雑魚スキルの反逆者~クソ雑魚スキルを最大限利用するために努力してきたのに、異世界からやってきたチート能力者がズルいので〇して元の世界に返してやろうと思います~

ヨモギ丸

プロローグ 

幼少期から、異世界に転生するようなファンタジー作品に囲まれて生きてきた。

中学の頃に本格的にハマり、社会人になった今でも、その季のアニメの人気作を2作品くらいは追うようにしている。


(はぁ…今日もこっぴどく叱られた…。)


「なんで、君はこんなこともできないのかな?同期はみんな出世して…ブツブツ」


歩きスマホはよくない、作品の更新を確認することは命と比べればほとんど価値もない。


「うわっ!?」


目が覚めると、そこは陰もない白い空間であった。


「俺は死んだのか…?」

「その通りです。ご愁傷様です。」


突然男の目の前に、女が現れる。


「うわっ!?なんだお前!?」

「あらあら、察しが悪いわね。前世ではあれだけ慣れ親しんだ癖に…。」

「もしかして…女神?」

「おー!ザッツライト!私は女神でーす。あなたの世界担当のね。」

「女神が出てくるってことは、つまり俺は…転生するのか…!?」

「いいね、その思考。最近死んでくる人たちみんなそんな思考で助かるよ。ほんと。」

「そしたら俺は…転生ボーナスで最強スキルを得て…無双、ハーレム!ぐへへ…。」

「時々こういうのが来るから、転生者ガチャなんて言われるのよ…。確かに、あんたの言う通り、スキルをあげるわ。といっても私から渡せるのは一つだけ。」

「じゃ、じゃあ賢者!いや、魔法剣士!…こういう時はテイマーも捨てがたい…。」

「いや、選べないから。」

「は?」

「なに選べる気でいるの?こっちだってね、転生者に渡すスキルを選ぶ権利くらいあるわけ、あんたみたいな将来性も髪も薄い奴に渡せるよさげなスキルなんてないわけ。」

「そ、それって…。」

「クソ雑魚な余ったスキルを貰ってね。あ、一応人里に落とすし、見た目もボーナスで若くしてあげる。」

「は、まだ話は」

「それじゃ、いってらっしゃーい。」


男は光りに包まれて、気が付くと白い空間には女神独りになっていた。


「さーてと、次の転生はーっと…。はぁ、忙しい忙しい…。」


「はっ!?はぁはぁ…。ここは…?」


目が覚めると、ベッドの上にいた。

慌てて窓から外を見ると、レンガ造りの町、中世ヨーロッパをモチーフにしているかのような格好、闊歩する衛兵、馬車、活気づく出店。


「俺、ほんとに転生してきたんだ!」


男は自分の姿を鏡で確認する。


「見た目は、17歳くらいか?声もちょっと若いような…。
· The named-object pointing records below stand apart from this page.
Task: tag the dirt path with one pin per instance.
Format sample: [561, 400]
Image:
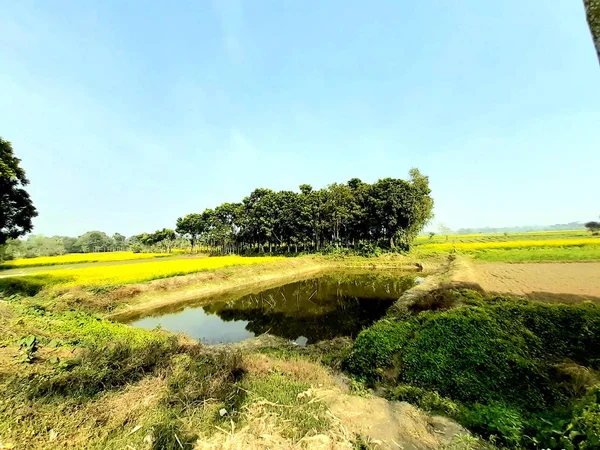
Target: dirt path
[564, 282]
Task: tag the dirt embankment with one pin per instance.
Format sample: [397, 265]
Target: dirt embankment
[564, 282]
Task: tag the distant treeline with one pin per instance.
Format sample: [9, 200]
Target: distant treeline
[389, 213]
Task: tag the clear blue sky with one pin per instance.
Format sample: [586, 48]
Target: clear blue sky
[128, 115]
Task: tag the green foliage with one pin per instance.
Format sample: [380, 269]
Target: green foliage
[28, 346]
[16, 207]
[424, 399]
[101, 368]
[499, 358]
[470, 355]
[501, 423]
[376, 347]
[388, 214]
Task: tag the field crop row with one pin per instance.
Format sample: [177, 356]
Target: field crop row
[76, 258]
[123, 274]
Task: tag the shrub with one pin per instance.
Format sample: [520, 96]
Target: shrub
[424, 399]
[497, 421]
[469, 355]
[375, 347]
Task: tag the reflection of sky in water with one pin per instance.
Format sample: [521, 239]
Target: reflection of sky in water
[303, 312]
[199, 325]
てか!こんなことしてるばあいじゃない!スキル…ってどうやって確認するんだ…?一般的な作品なら、大体…。」


――ステータスオープン!


目の前にウィンドウが現れる。


「来たー!これこそ異世界って感じ!えーっとどれどれ…。」


ナマエ::ユウキ カトウ


「こんなの良いんだよ!」


そのままスクロールしていくと、「スキル」という欄に辿り着く。


「よし…行くぞ…。」


スキル欄を押すと、こう表示される。

視認温轢ヴィジブル・ヒート・グラヴェル


「名前は格好いいな。」


更に押すと、説明文が現れる。


【目で見ている間だけ、石がちょっとだけ温かくなるよ。】


「は…?」


ユウキは、目をよくこすってからもう一度見てみる。


【目で見ている間だけ、石がちょっとだけ温かくなるよ。】


変わらない、一言一句変わらない。


「いやいや、これで一気に上げまくって火の玉にしたりできるかもだしな。」


できない。


「よく考えたら暖が取れるし、悪いモノじゃないかもしれないし。うんうん。」


この世界には、暖炉が一般的に存在し、持ち運ぶカイロのようなものもある。


「いやぁ…雑魚スキルっぽいけど、結局実は解釈によっては、チートスキルになるんだろ?」


ならない。


「いやぁ、ワクワクするぜ、俺の異世界無双ハーレムライフの始まりだ!!」


始まらない。


この後、ユウキは実験の結果に絶望し、それでも異世界を無双するために世界を少しだけ変えるのだ。